U.S. District Judge John L. Kane, a Jimmy Carter appointee, denied a request by gun-rights advocates to have Colorado’s three-day waiting period law for gun sales enjoined. He ruled the Second Amendment doesn’t cover sales.
“After examining the language of the Second Amendment using the Supreme Court’s analysis in Heller, I find, for the purposes of Plaintiffs’ Motion, that the plain text does not cover the waiting period required by the Act,” Judge Kane wrote in RMGO v. Polis. “This conclusion is bolstered by the fact that the Act is a regulation on the commercial sale of firearms and thus is presumptively permissible.”
The ruling deals a blow to gun-rights advocates who have now tried multiple times to have Colorado’s waiting period law blocked in court. It means Coloradans who wish to purchase firearms will continue to face delays in the purchasing process, whether or not they can pass an immediate background check. The standard used to uphold the law could have broader implications. The judge’s logic on the legal status of commercial gun sales may open the door for many additional restrictions on gun sales.
Rocky Mountain Gun Owners (RMGO), one of the plaintiffs challenging the law, called Monday’s decision a “bump in the road” but cautioned gun-rights supporters not to “lose faith.”
“We still have one more chance at a preliminary injunction via a Tenth Circuit panel, where we have already had success earlier this year,” Taylor Rhodes, the group’s executive director, said in a statement. “That’s why I have instructed RMGO’s attorneys to immediately appeal this decision and take it to a higher court.”
Colorado Governor Jared Polis’s (D.) office did not respond to a request for comment.
During his analysis of the Colorado law, Judge Kane referred back to the textual analysis of the Second Amendment done by the Supreme Court in its 2008 Heller decision. Paraphrasing the Court’s review of the text, he said that the right to keep and bear arms refers to a “guarantee [of] the individual right to possess and carry weapons in case of confrontation.” He said that the acquisition of a weapon was entirely separate from being able to possess and carry one.

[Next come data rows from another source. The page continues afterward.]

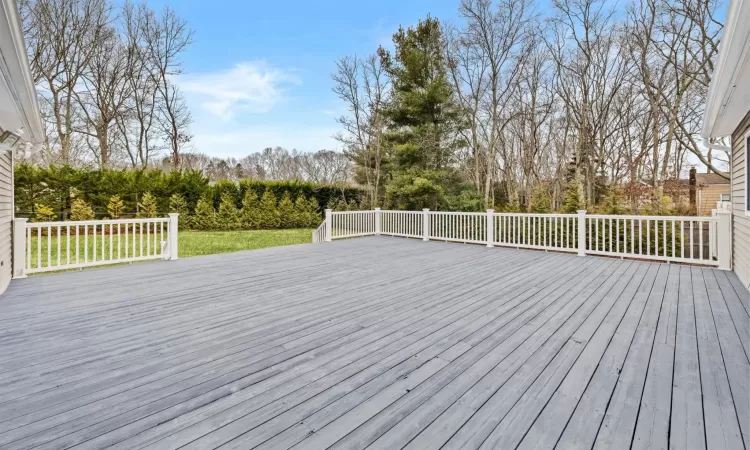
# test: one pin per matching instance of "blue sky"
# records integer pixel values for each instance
(258, 73)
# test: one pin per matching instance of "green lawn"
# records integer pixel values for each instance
(194, 243)
(191, 243)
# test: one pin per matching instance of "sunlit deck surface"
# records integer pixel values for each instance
(380, 343)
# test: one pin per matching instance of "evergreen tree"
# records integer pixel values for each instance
(422, 116)
(287, 212)
(269, 214)
(250, 213)
(300, 213)
(574, 199)
(540, 201)
(205, 215)
(43, 213)
(115, 207)
(514, 203)
(80, 210)
(178, 204)
(228, 217)
(147, 206)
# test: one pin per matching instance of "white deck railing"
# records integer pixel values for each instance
(685, 239)
(319, 234)
(53, 246)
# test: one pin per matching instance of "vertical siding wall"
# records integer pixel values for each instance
(740, 220)
(6, 217)
(708, 196)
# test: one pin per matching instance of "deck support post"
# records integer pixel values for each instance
(377, 221)
(723, 239)
(173, 245)
(490, 228)
(329, 215)
(581, 232)
(19, 247)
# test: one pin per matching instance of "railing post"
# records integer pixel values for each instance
(490, 228)
(581, 232)
(328, 230)
(19, 247)
(723, 239)
(173, 241)
(377, 221)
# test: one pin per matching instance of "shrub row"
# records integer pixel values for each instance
(255, 213)
(58, 186)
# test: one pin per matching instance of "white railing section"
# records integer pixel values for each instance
(458, 227)
(685, 239)
(402, 223)
(537, 231)
(53, 246)
(319, 234)
(663, 238)
(348, 224)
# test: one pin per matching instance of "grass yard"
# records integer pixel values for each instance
(194, 243)
(191, 243)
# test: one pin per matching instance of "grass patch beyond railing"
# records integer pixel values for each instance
(195, 243)
(191, 243)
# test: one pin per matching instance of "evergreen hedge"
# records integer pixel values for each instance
(57, 187)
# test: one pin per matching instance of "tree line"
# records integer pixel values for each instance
(105, 77)
(587, 103)
(56, 189)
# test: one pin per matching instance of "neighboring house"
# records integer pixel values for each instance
(21, 130)
(710, 188)
(728, 114)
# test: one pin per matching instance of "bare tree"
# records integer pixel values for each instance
(362, 85)
(166, 36)
(63, 37)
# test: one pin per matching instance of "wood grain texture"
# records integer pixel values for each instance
(376, 342)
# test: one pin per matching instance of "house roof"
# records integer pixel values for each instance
(19, 110)
(710, 178)
(728, 98)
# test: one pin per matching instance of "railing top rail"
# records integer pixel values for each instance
(398, 211)
(632, 217)
(535, 214)
(455, 213)
(95, 222)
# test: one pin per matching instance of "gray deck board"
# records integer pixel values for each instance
(379, 343)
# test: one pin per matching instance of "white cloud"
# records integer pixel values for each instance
(248, 87)
(239, 143)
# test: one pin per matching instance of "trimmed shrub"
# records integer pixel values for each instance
(312, 217)
(205, 215)
(228, 217)
(147, 207)
(287, 213)
(178, 204)
(80, 210)
(250, 212)
(115, 207)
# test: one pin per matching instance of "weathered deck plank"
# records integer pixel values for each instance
(380, 342)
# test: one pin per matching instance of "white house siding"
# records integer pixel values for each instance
(6, 217)
(741, 221)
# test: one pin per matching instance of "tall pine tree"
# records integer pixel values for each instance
(422, 116)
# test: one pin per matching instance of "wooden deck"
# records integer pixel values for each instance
(377, 342)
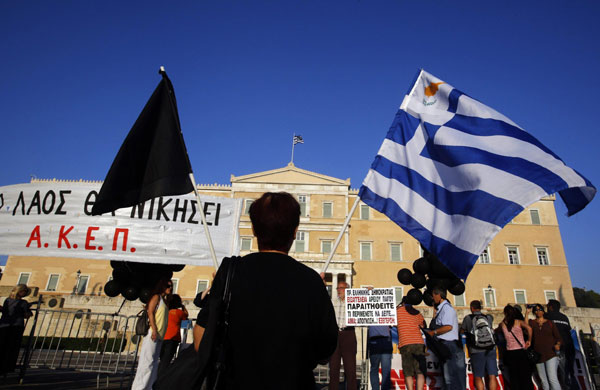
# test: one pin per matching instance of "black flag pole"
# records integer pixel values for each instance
(211, 247)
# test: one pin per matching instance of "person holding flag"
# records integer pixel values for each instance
(452, 172)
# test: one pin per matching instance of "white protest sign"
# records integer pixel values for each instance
(365, 307)
(54, 219)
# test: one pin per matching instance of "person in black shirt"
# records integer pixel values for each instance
(282, 322)
(566, 355)
(15, 311)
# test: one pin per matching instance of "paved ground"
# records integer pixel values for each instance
(42, 379)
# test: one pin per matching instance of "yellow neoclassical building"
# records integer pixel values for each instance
(525, 263)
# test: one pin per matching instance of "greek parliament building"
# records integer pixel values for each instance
(525, 263)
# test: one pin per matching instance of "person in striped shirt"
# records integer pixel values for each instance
(411, 345)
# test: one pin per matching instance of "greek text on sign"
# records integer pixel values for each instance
(367, 307)
(54, 219)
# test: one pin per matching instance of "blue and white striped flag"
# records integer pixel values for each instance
(452, 172)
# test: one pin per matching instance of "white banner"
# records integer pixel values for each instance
(54, 219)
(366, 307)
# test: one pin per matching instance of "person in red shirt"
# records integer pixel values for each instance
(177, 313)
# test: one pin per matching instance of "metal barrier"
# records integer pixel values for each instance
(80, 340)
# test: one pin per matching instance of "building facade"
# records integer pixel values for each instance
(525, 263)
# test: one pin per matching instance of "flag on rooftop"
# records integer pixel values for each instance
(452, 172)
(152, 161)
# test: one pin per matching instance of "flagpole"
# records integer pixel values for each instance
(163, 73)
(337, 241)
(293, 144)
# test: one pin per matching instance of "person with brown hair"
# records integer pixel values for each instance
(177, 313)
(158, 316)
(15, 311)
(411, 345)
(482, 346)
(515, 355)
(546, 342)
(281, 320)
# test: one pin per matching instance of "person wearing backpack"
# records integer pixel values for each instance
(482, 346)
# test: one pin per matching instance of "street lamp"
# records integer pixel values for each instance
(490, 298)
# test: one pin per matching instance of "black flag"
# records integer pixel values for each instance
(152, 161)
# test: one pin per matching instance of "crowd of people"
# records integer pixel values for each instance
(537, 349)
(277, 322)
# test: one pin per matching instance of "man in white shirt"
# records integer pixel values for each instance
(446, 329)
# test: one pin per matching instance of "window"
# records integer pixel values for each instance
(484, 258)
(396, 251)
(24, 278)
(549, 294)
(82, 284)
(364, 212)
(303, 200)
(365, 250)
(459, 300)
(520, 297)
(490, 297)
(246, 243)
(542, 256)
(535, 217)
(327, 210)
(201, 285)
(52, 282)
(513, 254)
(247, 204)
(326, 246)
(399, 292)
(300, 241)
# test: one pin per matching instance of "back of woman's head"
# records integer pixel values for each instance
(275, 217)
(509, 316)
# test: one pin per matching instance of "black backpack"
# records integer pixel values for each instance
(482, 335)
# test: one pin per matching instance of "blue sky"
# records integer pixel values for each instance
(248, 74)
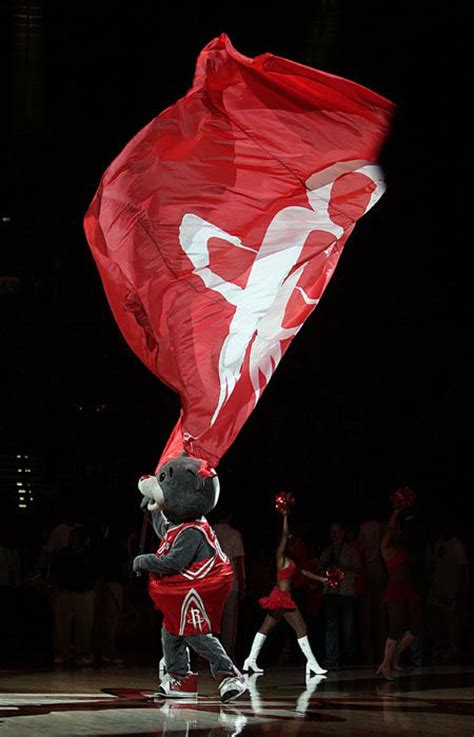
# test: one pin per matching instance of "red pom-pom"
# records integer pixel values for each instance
(403, 497)
(283, 501)
(335, 577)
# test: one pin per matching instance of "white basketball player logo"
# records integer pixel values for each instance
(261, 304)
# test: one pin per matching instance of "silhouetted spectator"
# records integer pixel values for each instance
(447, 596)
(113, 568)
(373, 628)
(73, 570)
(339, 604)
(232, 544)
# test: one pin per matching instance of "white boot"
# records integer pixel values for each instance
(251, 662)
(312, 665)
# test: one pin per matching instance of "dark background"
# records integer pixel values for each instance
(375, 391)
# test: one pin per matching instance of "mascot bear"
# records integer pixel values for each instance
(189, 576)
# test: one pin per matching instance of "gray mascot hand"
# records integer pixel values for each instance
(152, 493)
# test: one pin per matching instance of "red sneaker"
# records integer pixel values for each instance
(178, 687)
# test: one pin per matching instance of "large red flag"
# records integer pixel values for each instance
(219, 225)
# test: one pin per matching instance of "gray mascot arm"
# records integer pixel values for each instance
(189, 546)
(159, 523)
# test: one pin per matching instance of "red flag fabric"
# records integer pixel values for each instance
(218, 227)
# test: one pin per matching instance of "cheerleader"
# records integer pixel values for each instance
(280, 605)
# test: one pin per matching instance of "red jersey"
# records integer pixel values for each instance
(192, 600)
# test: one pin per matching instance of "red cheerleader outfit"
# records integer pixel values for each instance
(192, 601)
(278, 599)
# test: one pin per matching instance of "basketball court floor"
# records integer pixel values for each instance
(348, 702)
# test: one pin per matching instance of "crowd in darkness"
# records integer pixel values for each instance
(73, 601)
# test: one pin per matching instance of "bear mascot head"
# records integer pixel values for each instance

“From this reading of the plain text, it is clear the relevant conduct impacted by the waiting period—the receipt of a paid-for firearm without delay—is not covered,” he wrote. “Still, Plaintiffs attempt to equate the words ‘obtain’ and ‘possess.’ But these terms are not equivalent. To ‘keep,’ under the definitions provided in Heller, meant to retain an object one already possessed. It did not mean to receive a newly paid-for item, and it certainly did not mean to receive that item without delay. Likewise, ‘hav[ing] weapons’ indicates the weapons are already in one’s possession, not that one is receiving them.”
Furthermore, Judge Kane said that even if he found that the plain text of the Second Amendment was implicated by commercial firearms sales, he thought that a waiting period for gun sales fit within the country’s historical tradition of gun laws. He noted that both sides of the case agreed that Founding Era laws lacked a historical twin to modern-day waiting period requirements. Still, he said that he was persuaded that colonial-era laws preventing intoxicated people from possessing weapons were sufficiently analogous to modern waiting periods because both were aimed at “preventing impulsive acts of firearm violence.”
“These measures are sufficient to show that our Nation had a historical tradition of regulating the carrying and use of firearms by intoxicated individuals,” Judge Kane wrote. “Plaintiffs do not seem to dispute this determination, but instead focus on whether those regulations are ‘relevantly similar’ to the Waiting-Period Act. For the purposes of this proceeding, I hold that they are.”